Chroma tested 18 models, and every one (Claude 4, GPT-5, Gemini 2.5, Qwen3) got worse before its window was even full. Models do not read the whole window evenly. The middle is where they slip. So the answer is never just add more. It is the three moves: Compress to the few parts that matter, Isolate each small job in its own clean window (Anthropic measured a 90.2% jump from doing exactly this), and Persist the plan to a file so it survives the window being wiped.

Take the Replit agent. It ignored an order to stop, deleted a live database of 1,206 executives, invented 4,000 fake users, and then claimed it could not undo the damage. That was not an agent problem. It was a context problem. It lost track of what was real.

The team at Manus runs this for real. Their number-one metric is the cache hit rate. When the start of your window does not change, the model can reuse the work it already did on it instead of redoing it, and reused text costs about ten times less than fresh text. Their signature trick is the one from earlier: paste the todo.md list back in near the end every turn so the plan never slides into the middle and gets forgotten.

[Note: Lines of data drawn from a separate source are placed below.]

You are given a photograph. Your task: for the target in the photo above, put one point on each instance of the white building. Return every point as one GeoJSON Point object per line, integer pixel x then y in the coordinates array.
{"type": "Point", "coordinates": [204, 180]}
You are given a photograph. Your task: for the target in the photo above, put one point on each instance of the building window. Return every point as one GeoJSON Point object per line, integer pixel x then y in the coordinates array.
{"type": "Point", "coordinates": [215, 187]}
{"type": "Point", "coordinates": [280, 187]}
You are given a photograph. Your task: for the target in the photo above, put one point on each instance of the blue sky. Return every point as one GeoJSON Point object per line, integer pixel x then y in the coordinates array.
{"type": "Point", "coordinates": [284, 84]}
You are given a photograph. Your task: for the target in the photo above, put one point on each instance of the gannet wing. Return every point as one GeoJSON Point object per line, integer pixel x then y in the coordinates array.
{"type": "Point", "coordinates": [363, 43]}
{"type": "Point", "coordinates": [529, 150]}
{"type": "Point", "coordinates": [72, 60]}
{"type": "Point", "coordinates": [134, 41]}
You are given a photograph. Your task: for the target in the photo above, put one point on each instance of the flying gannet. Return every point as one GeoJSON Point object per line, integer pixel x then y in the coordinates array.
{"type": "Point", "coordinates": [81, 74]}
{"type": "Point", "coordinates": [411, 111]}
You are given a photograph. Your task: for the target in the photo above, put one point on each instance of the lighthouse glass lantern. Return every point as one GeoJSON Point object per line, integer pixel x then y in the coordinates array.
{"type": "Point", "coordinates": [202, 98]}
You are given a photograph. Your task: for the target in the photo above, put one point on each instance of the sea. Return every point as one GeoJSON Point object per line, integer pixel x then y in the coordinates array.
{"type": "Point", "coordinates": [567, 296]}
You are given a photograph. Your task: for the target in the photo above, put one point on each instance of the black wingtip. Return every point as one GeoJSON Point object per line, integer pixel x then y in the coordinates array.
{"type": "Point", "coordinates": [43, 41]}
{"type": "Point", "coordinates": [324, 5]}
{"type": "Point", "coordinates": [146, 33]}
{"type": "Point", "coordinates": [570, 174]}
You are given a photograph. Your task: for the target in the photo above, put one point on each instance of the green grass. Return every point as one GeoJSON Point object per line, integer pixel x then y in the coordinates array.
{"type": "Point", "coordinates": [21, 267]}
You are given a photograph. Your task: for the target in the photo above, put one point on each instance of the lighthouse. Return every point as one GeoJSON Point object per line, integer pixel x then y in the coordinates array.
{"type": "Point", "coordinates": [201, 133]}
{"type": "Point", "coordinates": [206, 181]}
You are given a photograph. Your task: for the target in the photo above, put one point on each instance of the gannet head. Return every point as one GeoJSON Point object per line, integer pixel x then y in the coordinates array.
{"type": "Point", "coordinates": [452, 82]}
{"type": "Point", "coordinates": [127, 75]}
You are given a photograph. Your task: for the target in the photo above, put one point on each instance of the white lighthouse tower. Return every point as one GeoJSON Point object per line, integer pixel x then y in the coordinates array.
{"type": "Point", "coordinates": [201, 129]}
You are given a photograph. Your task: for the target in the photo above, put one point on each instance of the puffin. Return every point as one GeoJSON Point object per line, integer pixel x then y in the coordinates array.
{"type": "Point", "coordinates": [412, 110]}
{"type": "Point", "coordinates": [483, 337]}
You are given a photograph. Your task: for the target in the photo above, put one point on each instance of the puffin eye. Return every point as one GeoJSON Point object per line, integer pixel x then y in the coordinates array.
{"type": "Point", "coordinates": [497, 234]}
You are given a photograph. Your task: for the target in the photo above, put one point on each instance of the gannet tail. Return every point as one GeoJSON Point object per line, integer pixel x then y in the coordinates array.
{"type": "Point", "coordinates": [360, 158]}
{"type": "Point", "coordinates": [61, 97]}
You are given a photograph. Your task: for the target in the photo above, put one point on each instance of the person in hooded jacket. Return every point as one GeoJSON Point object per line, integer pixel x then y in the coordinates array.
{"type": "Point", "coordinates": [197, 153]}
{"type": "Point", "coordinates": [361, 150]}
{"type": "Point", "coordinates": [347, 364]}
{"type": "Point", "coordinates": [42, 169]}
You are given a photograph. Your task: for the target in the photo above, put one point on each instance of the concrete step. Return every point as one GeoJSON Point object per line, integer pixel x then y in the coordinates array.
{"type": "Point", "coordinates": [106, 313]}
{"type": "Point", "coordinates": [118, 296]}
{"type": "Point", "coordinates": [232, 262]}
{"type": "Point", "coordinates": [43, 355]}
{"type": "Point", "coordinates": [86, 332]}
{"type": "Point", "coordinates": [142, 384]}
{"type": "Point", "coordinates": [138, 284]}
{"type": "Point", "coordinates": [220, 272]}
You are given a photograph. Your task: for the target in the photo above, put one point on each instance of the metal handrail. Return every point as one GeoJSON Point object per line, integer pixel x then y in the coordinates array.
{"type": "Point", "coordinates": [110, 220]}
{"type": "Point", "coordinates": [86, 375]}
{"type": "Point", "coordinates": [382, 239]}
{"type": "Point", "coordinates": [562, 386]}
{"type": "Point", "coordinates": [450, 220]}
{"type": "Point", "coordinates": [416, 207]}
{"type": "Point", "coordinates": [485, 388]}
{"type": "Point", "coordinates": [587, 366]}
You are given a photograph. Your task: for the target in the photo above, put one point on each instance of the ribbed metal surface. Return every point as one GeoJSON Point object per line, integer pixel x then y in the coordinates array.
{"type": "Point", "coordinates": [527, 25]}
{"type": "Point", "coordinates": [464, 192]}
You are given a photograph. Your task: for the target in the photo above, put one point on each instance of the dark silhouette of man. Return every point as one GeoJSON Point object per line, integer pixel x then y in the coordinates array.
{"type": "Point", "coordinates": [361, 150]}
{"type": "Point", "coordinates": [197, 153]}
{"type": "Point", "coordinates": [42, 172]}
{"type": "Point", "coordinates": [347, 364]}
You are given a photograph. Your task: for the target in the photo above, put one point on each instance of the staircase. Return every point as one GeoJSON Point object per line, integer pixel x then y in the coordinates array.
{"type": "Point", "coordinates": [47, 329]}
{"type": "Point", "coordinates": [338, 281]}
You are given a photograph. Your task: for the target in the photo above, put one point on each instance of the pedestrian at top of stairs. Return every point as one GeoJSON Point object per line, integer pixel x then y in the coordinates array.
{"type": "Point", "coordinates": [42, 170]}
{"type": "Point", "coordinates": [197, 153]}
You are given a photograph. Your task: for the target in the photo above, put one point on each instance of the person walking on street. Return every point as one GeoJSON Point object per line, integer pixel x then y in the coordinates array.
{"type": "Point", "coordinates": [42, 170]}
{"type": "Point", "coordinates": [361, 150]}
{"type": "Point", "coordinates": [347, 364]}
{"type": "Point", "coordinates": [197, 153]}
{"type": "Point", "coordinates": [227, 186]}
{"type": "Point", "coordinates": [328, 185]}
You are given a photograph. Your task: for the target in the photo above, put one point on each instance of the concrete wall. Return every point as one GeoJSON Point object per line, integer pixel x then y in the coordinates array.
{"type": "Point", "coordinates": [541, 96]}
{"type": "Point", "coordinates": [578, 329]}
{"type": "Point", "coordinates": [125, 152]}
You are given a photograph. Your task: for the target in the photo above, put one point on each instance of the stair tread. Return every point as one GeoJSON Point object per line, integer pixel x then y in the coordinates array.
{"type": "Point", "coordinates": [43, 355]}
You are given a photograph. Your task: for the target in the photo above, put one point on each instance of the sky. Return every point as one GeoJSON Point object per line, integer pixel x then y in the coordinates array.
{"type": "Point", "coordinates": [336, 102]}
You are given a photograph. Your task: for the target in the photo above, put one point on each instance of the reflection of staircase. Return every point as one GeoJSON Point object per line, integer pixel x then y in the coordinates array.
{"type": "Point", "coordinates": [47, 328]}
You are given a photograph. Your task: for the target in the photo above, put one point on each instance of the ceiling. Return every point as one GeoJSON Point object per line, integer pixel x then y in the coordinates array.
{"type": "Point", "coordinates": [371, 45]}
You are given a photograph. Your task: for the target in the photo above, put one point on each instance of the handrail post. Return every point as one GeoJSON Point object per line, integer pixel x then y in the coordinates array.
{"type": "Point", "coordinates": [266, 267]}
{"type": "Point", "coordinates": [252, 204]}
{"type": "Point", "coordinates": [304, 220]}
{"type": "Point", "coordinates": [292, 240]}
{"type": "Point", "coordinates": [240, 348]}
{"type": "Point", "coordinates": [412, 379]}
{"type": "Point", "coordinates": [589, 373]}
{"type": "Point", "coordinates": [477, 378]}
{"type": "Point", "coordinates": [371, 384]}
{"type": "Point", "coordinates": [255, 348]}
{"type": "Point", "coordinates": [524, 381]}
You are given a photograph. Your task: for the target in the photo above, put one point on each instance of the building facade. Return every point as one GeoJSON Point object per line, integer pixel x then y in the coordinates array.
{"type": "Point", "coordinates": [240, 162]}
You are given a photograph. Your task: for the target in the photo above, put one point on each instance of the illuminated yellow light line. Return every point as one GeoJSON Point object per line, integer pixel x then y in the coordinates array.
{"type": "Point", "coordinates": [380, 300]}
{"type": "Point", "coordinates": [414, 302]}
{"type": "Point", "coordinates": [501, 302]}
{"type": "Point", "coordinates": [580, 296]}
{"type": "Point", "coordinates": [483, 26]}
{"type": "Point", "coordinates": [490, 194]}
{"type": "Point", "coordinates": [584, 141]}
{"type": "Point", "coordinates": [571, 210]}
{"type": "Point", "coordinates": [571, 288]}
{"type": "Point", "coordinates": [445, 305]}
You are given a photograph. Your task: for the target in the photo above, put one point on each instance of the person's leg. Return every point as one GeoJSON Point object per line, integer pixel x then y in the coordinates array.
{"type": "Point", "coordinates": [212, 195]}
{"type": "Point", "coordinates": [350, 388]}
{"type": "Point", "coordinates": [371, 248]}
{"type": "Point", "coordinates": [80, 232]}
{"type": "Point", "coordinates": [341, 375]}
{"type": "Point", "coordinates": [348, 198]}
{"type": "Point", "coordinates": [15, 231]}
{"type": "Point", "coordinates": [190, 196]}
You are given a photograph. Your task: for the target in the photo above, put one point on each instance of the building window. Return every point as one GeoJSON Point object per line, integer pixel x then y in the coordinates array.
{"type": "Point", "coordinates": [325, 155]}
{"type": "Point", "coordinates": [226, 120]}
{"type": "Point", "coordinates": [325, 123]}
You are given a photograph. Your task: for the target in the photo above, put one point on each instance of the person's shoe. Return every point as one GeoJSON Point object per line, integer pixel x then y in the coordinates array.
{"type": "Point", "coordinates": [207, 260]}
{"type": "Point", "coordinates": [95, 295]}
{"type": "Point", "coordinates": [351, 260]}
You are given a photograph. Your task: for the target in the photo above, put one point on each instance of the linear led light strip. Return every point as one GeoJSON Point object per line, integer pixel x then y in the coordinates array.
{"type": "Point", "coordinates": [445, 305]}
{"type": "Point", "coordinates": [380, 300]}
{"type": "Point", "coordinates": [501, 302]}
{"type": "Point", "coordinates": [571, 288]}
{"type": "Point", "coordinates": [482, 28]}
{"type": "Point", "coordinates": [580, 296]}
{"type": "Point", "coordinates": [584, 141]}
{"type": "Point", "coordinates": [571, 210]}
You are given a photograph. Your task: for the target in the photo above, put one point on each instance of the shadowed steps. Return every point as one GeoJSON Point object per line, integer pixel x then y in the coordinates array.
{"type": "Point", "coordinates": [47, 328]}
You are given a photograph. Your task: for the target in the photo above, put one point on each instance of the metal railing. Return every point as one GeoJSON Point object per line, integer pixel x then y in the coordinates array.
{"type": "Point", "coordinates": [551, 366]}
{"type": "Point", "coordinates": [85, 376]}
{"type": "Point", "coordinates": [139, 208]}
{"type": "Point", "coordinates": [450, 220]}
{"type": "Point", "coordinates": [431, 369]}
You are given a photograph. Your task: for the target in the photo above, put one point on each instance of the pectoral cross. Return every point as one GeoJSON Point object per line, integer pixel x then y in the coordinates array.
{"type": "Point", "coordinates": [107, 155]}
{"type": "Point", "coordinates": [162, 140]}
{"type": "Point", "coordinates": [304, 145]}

your agent, mid-task my window is at 140k tokens and growing, and most of it is old tool output I no longer need. Cutting the middle and saving the plan to a file before I keep going.
hand this to your coding agent
Audit how <agent or script> builds its context window. Add a token-budget
meter, a prune() that keeps pinned + recent and drops the middle, persist
the task plan to a file that survives a restart and recite it at the end of
each turn, and a linter for the four failure modes (poisoning, distraction,
confusion, clash). Then tell me exactly where I am over my attention budget
and what to cut.

checkpoint

You can now measure how full your window is, cut it down to what matters, give each small job its own clean window, save your plan to a file, and check for the four ways a window goes bad. Almost everything your agent does well starts here. Get the context right and the prompt almost writes itself.